Rhonda Randall, Chief Medical Officer with UnitedHealthcare, said the premature death rate - which means years lost before age 75 - has increased four percent in the nation.

"The percentage of people over the age of 65 has had a decline because of that - we still have more people turning 65 and having that birthday into their Medicare years," she said. "But it's concerning that we're losing such a significant amount of our nation's greatest treasure - right? Our seniors."

Randall added the report consists of 52 different measures of senior health across five different categories which include: socioeconomic factors, the physical environment where seniors live, the clinical care received, plus behaviors and health outcomes.
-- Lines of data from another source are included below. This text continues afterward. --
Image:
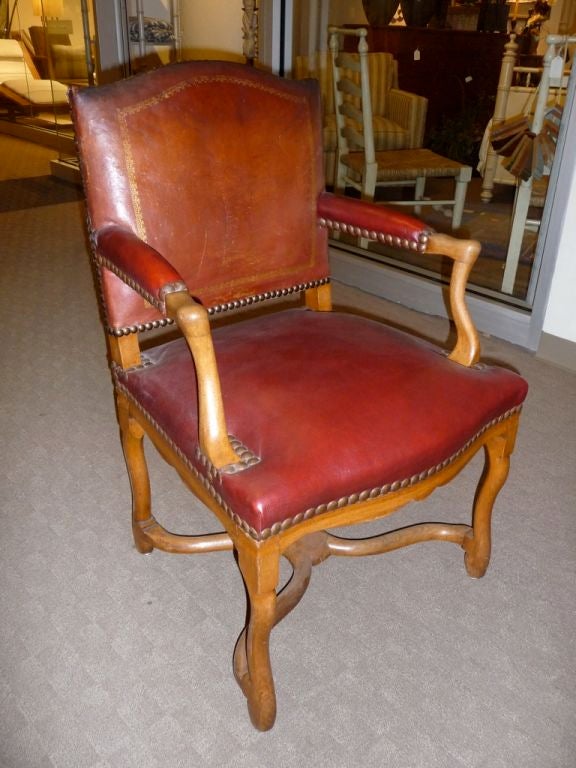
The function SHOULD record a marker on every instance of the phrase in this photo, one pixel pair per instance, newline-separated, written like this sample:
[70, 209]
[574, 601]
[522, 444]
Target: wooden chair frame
[124, 259]
[310, 542]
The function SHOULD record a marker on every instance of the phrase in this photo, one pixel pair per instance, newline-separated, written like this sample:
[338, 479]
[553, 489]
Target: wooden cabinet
[456, 70]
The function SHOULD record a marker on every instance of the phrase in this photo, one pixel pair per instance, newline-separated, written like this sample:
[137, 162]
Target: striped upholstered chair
[399, 116]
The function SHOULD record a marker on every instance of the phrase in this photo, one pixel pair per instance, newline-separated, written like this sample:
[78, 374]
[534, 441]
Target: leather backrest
[217, 166]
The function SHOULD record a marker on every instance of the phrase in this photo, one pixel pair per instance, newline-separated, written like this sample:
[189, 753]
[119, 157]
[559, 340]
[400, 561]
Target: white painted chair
[358, 164]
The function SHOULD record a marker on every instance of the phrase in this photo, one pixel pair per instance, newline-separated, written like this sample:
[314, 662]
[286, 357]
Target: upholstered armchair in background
[399, 116]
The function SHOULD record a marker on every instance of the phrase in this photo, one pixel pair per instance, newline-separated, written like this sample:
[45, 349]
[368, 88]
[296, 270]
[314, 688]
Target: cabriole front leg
[133, 445]
[478, 543]
[252, 666]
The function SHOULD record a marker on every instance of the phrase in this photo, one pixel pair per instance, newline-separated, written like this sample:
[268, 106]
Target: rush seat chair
[205, 196]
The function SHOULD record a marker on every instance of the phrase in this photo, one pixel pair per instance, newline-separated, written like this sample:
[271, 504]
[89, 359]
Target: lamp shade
[49, 8]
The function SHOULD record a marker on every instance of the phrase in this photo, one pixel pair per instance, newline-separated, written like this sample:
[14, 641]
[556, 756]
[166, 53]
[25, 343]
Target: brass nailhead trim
[344, 501]
[129, 281]
[216, 309]
[247, 458]
[140, 327]
[266, 296]
[371, 234]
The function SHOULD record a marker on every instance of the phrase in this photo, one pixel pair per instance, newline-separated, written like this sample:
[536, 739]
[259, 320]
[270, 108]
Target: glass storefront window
[46, 46]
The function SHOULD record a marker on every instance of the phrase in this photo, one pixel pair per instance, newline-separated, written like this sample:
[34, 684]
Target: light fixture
[48, 9]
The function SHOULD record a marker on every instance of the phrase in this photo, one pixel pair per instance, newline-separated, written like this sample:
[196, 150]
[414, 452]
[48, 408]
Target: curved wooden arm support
[464, 254]
[398, 230]
[192, 318]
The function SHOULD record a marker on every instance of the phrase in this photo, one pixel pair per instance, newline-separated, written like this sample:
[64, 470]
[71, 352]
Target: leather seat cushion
[333, 405]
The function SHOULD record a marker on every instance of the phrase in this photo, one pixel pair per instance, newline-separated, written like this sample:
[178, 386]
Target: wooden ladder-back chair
[205, 195]
[358, 164]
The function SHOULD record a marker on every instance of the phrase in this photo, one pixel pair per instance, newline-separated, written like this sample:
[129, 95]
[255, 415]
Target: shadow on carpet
[36, 191]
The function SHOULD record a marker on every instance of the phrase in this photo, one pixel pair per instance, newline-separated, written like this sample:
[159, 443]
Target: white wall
[212, 29]
[560, 317]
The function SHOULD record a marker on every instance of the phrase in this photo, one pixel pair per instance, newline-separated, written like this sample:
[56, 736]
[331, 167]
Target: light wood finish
[193, 320]
[358, 164]
[286, 501]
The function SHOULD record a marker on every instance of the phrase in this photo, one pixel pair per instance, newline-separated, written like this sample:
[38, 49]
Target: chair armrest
[394, 228]
[137, 264]
[154, 278]
[408, 110]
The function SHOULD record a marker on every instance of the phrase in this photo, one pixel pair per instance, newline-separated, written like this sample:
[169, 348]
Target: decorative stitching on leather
[383, 237]
[266, 296]
[330, 506]
[139, 327]
[125, 112]
[104, 262]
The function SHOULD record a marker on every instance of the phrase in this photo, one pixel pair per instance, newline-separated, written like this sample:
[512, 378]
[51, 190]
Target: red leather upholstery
[304, 392]
[135, 139]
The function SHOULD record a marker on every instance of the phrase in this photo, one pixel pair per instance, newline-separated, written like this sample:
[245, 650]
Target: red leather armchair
[205, 194]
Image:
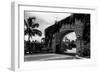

Findings suggest Indiana faces challenges with its high prevalence of obesity and physical inactivity. However, one of the state's strengths is avoiding care due to cost. Randall said this year's report finds recent shifts in long-term trends, and highlights disparities in the health of older Americans.

"This is the 2023 edition of America's health ranking Senior Report. It's the eleventh time that the United Health Foundation has published a report specifically on the health of older Americans. It's built on over three decades of America's health ranking data," she added.